When Effecting Change Affects Change

Nov. 12, 2020
The entire country is at an inflection point right now with how we effect change going forward.  Will we be a nation that places people ahead of profits or will we be a nation that places profits ahead of people? 

I was at a workforce conference last year when I learned about Change Intelligence (or CQ). In the same family as Emotional Intelligence (or EQ), CQ is that set of skills that allow you to lead your teams through changes affecting your organization. 

Researcher, author, PhD, keynote speaker, and consultant Dr. Barbara Trautlein is an expert on leading change. She was the keynote at the conference and it was during her presentation that I learned my own CQ Leadership style: I'm a "hands" person. In the simplest terms, being a "hands" leader means I'm process-oriented. I crave efficiency and the ability to review a task list before we all roll up our sleeves and get to work. A "head" person leads from a strategic mindset and is very purpose-oriented. A "heart" person leads from a place of compassion and empathy. Though I'm as empathetic as the day is long, "hands" just barely won out over "head." (You can read more about Change Intelligence and Dr. Trautlein here

My EQ of my CQ is what rears its head when I'm watching the news, in particular about the most recent Presidential Election. My brain hyper-invests in the process behind things like vote-counting and transition teams. I like to break things down on paper or in spreadsheets, see how everything works, then figure out how to put everything back together again in an even more efficient and orderly fashion.
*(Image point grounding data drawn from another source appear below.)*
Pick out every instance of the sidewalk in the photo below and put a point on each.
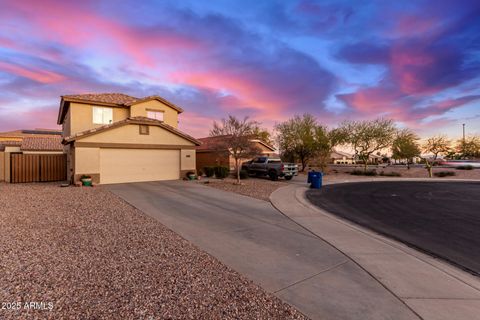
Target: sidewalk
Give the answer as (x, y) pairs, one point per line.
(429, 288)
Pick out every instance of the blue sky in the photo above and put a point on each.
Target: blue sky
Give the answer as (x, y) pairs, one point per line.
(414, 61)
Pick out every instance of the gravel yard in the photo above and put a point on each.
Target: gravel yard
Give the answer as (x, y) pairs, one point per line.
(86, 254)
(259, 188)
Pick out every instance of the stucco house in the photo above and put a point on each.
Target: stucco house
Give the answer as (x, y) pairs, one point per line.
(208, 154)
(37, 142)
(116, 138)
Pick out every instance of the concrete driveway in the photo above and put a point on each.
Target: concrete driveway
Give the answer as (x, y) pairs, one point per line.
(256, 240)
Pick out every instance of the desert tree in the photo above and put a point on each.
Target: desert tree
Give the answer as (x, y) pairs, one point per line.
(326, 140)
(296, 138)
(236, 139)
(433, 147)
(468, 148)
(368, 137)
(405, 146)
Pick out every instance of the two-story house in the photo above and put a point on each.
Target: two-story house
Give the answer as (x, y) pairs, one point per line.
(116, 138)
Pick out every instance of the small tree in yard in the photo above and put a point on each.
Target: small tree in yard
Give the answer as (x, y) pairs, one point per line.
(296, 137)
(435, 146)
(469, 148)
(236, 139)
(368, 137)
(326, 140)
(405, 146)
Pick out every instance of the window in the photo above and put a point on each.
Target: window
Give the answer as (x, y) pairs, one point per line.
(143, 129)
(260, 160)
(157, 115)
(102, 115)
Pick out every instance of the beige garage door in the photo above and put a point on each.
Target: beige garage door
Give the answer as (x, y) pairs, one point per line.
(135, 165)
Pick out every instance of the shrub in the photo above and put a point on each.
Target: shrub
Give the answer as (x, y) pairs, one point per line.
(465, 167)
(357, 172)
(390, 174)
(441, 174)
(221, 172)
(243, 174)
(209, 171)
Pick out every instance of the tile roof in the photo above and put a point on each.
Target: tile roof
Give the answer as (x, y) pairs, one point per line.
(210, 143)
(131, 120)
(53, 143)
(30, 133)
(115, 98)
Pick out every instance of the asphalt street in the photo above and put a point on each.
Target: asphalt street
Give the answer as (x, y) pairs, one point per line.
(440, 218)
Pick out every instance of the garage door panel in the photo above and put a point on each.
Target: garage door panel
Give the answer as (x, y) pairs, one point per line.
(136, 165)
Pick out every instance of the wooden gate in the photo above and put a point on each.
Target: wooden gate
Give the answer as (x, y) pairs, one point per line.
(37, 167)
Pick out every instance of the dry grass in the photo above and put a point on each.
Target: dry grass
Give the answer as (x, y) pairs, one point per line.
(92, 256)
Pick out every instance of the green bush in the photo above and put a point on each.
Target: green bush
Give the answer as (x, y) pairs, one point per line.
(441, 174)
(390, 174)
(243, 174)
(357, 172)
(221, 172)
(465, 167)
(209, 171)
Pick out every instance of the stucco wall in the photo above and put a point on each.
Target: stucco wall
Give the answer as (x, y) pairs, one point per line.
(170, 116)
(81, 116)
(210, 159)
(132, 165)
(187, 159)
(7, 167)
(2, 166)
(130, 134)
(87, 161)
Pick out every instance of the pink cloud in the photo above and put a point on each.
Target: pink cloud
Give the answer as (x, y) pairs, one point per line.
(79, 26)
(35, 74)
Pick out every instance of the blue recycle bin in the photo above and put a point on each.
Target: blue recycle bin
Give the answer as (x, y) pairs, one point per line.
(315, 180)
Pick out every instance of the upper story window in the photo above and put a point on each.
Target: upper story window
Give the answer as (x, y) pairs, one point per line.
(102, 115)
(157, 115)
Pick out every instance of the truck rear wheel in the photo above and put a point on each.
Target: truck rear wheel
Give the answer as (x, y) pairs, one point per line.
(273, 175)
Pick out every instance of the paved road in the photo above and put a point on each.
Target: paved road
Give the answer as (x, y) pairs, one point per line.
(441, 218)
(253, 238)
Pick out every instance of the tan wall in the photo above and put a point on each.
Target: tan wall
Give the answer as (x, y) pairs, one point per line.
(81, 117)
(187, 159)
(170, 115)
(135, 165)
(66, 125)
(42, 152)
(210, 159)
(87, 161)
(7, 167)
(130, 134)
(2, 166)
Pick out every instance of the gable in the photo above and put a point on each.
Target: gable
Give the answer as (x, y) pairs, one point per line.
(170, 115)
(130, 133)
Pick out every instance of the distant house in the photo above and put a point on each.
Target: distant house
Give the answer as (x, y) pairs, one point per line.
(38, 141)
(208, 153)
(340, 157)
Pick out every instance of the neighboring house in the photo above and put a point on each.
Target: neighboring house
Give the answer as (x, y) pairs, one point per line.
(208, 153)
(38, 141)
(340, 157)
(116, 138)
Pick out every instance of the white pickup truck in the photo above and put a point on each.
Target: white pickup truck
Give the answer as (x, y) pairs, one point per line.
(273, 167)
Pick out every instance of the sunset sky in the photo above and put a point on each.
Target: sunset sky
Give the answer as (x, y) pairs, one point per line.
(417, 62)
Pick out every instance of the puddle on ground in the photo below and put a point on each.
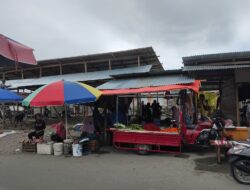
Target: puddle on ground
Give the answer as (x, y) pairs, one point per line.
(182, 155)
(210, 164)
(102, 152)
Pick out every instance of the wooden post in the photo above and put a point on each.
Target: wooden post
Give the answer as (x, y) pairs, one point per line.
(60, 69)
(237, 104)
(40, 72)
(85, 67)
(110, 65)
(22, 74)
(117, 108)
(17, 103)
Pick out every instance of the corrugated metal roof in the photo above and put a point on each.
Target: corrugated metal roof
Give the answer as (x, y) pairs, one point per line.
(146, 82)
(88, 76)
(228, 55)
(213, 67)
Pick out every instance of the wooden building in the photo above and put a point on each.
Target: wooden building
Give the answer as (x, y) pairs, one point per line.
(93, 69)
(227, 72)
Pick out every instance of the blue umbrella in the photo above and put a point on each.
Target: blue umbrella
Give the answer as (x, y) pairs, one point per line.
(8, 96)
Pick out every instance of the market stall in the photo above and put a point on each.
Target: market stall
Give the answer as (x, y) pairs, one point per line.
(152, 137)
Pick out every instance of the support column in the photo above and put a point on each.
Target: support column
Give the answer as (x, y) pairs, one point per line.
(85, 67)
(117, 108)
(237, 104)
(40, 72)
(110, 68)
(22, 74)
(60, 69)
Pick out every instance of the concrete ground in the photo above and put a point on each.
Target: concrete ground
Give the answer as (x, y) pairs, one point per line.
(112, 169)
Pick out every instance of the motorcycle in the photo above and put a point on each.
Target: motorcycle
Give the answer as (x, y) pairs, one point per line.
(239, 159)
(205, 131)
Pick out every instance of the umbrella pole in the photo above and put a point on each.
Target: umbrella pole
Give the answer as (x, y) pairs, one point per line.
(66, 121)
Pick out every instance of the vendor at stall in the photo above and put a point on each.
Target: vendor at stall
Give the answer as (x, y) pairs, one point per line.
(39, 126)
(60, 132)
(88, 128)
(203, 106)
(175, 116)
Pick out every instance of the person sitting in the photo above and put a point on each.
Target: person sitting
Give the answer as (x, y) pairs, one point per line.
(60, 132)
(203, 106)
(39, 126)
(175, 116)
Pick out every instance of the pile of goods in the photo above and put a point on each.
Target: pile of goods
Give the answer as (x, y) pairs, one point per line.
(146, 127)
(130, 127)
(68, 147)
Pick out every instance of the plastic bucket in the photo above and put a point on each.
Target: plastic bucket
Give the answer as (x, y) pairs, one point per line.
(77, 150)
(58, 149)
(67, 148)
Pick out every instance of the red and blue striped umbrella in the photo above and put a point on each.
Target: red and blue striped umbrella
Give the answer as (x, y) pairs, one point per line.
(62, 93)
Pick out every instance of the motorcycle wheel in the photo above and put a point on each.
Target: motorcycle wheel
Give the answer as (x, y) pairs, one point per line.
(238, 175)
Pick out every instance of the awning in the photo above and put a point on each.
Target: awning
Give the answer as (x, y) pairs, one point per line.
(149, 84)
(193, 86)
(80, 77)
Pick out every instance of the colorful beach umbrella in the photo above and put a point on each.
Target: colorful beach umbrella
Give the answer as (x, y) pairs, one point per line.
(62, 93)
(9, 96)
(13, 52)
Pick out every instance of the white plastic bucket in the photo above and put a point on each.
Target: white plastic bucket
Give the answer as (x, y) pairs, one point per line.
(58, 149)
(77, 150)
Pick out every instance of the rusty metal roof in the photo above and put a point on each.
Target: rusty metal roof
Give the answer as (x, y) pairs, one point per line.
(214, 67)
(146, 82)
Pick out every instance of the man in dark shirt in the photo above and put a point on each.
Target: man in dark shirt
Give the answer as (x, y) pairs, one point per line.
(39, 128)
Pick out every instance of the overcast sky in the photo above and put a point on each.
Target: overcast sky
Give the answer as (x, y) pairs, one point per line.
(61, 28)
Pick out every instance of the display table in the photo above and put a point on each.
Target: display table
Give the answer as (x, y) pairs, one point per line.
(133, 139)
(237, 133)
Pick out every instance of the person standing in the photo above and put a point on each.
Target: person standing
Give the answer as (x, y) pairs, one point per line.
(248, 113)
(39, 126)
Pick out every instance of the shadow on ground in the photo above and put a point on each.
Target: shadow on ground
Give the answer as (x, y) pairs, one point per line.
(210, 164)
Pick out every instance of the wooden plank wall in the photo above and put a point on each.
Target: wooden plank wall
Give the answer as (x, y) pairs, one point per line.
(228, 99)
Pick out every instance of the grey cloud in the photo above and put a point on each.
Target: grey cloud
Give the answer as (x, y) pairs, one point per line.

To be honest, if it weren't for reconstructive jaw surgery in my teens, I probably would've become an engineer instead of a storyteller. 

Watching the big ticket and big picture parts our world right now has me entranced. As a nation, we're about to undergo a monumental change. No matter what happens with the White House, it's safe to say that change has not only arrived at our collective doorstep, it's about ready to knock on the door. Seeing things unfold right now feels like that part in a dramatic thriller where you can hear the music start to play and the surroundings get a little bit darker. Everything feels heightened and you're trying to figure out if you should cover both eyes or one.
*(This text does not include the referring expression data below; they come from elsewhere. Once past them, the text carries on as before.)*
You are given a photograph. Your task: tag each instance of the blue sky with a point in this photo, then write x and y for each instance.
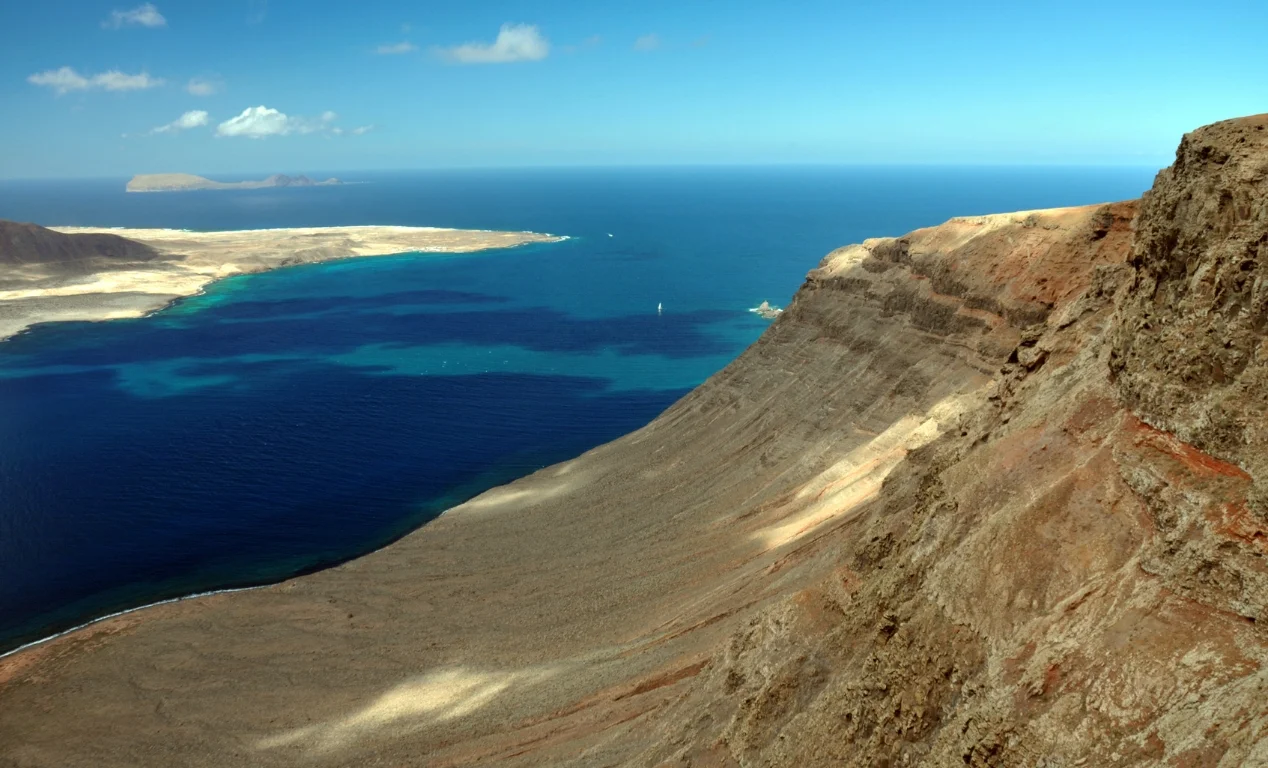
(256, 86)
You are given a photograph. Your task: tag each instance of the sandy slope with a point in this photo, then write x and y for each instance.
(556, 614)
(983, 496)
(190, 260)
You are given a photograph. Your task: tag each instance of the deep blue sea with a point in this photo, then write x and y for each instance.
(287, 421)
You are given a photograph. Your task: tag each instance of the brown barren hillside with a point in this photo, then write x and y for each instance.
(985, 494)
(32, 245)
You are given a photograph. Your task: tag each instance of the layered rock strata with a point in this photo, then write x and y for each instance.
(985, 494)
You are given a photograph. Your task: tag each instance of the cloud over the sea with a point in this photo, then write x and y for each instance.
(203, 86)
(66, 79)
(263, 122)
(515, 42)
(142, 15)
(195, 118)
(396, 48)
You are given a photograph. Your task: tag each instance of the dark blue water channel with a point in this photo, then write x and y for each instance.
(292, 420)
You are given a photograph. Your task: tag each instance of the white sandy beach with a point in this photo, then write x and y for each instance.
(190, 260)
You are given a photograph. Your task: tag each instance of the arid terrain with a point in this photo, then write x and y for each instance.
(154, 183)
(990, 493)
(69, 274)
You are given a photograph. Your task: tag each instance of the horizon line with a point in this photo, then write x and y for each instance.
(619, 167)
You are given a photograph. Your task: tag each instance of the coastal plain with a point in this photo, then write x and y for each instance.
(987, 494)
(70, 285)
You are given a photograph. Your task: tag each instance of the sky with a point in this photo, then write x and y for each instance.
(91, 89)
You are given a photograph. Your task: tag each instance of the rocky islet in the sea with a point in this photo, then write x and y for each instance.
(988, 494)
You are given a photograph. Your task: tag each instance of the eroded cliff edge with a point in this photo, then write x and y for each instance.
(949, 510)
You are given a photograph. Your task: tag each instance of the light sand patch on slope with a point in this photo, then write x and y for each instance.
(190, 260)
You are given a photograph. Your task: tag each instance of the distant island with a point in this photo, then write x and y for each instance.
(189, 181)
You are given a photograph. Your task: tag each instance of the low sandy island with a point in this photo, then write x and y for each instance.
(187, 261)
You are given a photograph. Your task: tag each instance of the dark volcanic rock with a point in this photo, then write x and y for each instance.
(1188, 352)
(33, 245)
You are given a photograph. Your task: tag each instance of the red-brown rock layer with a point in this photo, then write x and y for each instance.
(951, 510)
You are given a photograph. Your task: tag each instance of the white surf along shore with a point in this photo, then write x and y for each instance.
(190, 260)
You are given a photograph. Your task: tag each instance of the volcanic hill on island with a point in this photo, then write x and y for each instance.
(992, 493)
(189, 181)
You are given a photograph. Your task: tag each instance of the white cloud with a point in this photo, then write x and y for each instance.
(195, 118)
(396, 48)
(116, 80)
(256, 122)
(515, 42)
(260, 122)
(202, 86)
(648, 42)
(62, 80)
(142, 15)
(66, 80)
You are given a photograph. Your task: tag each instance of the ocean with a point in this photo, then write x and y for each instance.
(288, 421)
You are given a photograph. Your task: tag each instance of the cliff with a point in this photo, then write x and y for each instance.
(985, 494)
(189, 181)
(31, 245)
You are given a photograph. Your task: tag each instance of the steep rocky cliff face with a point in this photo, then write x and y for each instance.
(24, 245)
(1075, 576)
(951, 510)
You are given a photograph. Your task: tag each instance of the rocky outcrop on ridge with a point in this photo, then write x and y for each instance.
(32, 245)
(984, 494)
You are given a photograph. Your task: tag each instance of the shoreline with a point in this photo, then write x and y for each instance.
(190, 260)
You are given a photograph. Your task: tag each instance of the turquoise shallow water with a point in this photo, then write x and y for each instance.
(291, 420)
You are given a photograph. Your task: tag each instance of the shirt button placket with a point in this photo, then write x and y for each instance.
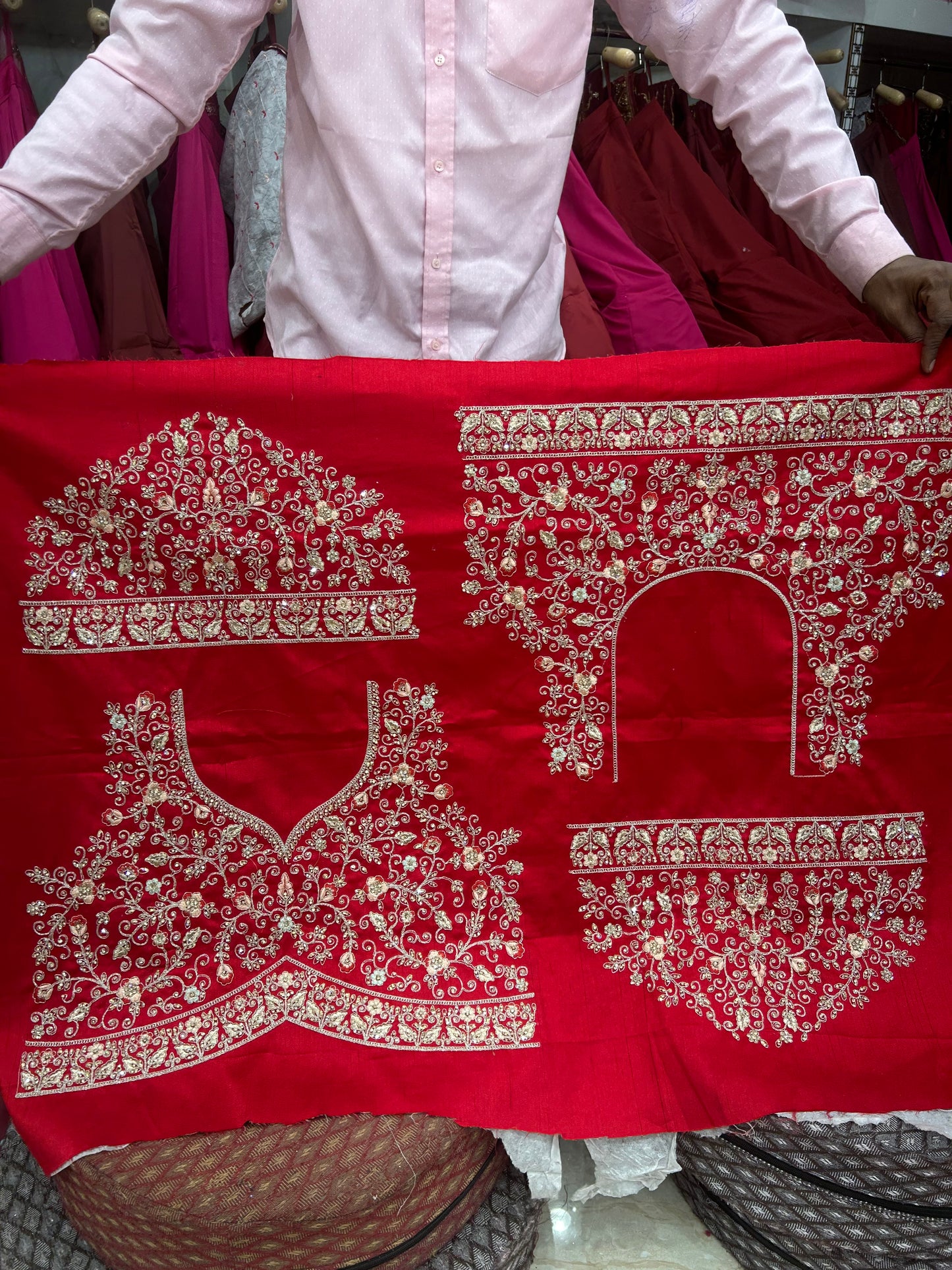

There's a sizable part of our country that has cast their votes to change things one way. There are also people who voted to change things another way. The process for how we are arriving at the change we're about to undergo, however, seems to be hampering how we move forward together.

What does this have to do with work, or specifically the food and beverage industry? My fellow Food Processing teammate Pan wrote a lot this month about the food and beverage labor force. In one writing, he ponders what might happen if we don't change the way we treat the people who work on our production lines. Pan is totally spot-on when he reminds us: We are at an inflection point. 
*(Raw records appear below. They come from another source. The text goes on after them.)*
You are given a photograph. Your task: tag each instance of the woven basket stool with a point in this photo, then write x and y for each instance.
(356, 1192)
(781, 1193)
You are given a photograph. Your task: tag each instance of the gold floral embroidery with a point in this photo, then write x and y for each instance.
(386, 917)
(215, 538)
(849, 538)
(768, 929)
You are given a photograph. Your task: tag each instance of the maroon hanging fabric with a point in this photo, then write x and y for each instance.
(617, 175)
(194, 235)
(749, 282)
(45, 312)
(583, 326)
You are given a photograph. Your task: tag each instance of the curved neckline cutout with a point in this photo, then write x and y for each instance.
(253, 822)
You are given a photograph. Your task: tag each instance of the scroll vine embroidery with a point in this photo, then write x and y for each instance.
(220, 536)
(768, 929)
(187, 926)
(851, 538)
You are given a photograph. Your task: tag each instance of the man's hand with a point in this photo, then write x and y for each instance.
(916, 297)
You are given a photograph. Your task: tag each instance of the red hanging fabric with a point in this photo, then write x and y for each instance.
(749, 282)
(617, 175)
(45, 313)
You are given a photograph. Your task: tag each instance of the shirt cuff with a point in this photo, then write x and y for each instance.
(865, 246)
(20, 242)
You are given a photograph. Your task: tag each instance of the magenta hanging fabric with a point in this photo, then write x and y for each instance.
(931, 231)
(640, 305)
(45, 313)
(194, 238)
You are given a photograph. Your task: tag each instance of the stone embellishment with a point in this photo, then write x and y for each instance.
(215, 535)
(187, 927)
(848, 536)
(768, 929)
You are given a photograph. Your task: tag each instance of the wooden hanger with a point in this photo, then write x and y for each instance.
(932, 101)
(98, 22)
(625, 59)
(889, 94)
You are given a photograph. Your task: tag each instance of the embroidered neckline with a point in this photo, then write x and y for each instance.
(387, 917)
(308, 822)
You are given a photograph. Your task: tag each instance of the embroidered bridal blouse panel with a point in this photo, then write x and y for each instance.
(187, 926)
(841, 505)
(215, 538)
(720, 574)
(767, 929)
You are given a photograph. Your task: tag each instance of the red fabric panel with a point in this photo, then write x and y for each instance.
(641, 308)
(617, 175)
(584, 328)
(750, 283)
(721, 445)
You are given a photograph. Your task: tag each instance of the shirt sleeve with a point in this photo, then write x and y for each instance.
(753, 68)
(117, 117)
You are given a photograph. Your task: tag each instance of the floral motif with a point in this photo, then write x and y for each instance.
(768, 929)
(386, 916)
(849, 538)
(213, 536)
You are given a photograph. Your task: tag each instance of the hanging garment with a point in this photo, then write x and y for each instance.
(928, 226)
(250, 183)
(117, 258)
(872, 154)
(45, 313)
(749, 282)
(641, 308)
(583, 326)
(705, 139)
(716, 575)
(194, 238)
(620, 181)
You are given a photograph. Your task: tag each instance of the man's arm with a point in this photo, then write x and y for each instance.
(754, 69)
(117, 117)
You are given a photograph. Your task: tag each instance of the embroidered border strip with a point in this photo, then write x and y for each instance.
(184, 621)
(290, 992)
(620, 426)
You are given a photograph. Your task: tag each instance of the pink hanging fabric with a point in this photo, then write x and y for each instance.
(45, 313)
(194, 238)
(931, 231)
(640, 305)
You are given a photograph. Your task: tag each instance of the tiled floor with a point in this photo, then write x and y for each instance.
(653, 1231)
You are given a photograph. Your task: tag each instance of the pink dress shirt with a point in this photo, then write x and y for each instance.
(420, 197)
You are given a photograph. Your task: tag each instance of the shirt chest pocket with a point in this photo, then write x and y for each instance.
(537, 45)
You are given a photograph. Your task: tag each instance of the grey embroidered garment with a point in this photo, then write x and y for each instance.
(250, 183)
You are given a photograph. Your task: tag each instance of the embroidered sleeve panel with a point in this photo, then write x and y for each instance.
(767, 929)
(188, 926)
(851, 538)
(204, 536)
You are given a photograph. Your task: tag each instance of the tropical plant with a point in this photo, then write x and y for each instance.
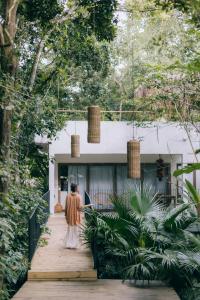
(193, 194)
(144, 241)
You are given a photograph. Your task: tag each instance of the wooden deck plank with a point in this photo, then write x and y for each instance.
(53, 261)
(53, 266)
(101, 289)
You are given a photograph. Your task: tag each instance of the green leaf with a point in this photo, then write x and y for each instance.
(187, 169)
An inflection point, for those who aren't familiar with the term, is the point—or usually event—that changes the trajectory of things to come. The entire country is at an inflection point right now with how we effect change going forward.  Will we be a nation that places people ahead of profits or will we be a nation that places profits ahead of people? I have my thoughts on the matter; however, my leadership at the present moment is confined to how I lead my to-do list (and even that feels out of my control at times). 

As we wait to find out the fate of our ever-changing world, what are ways that you lead through change? Are you the engineer-type that breaks things down to a process? Are you more of an empathetic people-person who concerns yourself with the team? Or are you the head that's looking from a 30,000 foot view? Let me know, maybe I'll change things up and do a reader submitted blog post some time soon.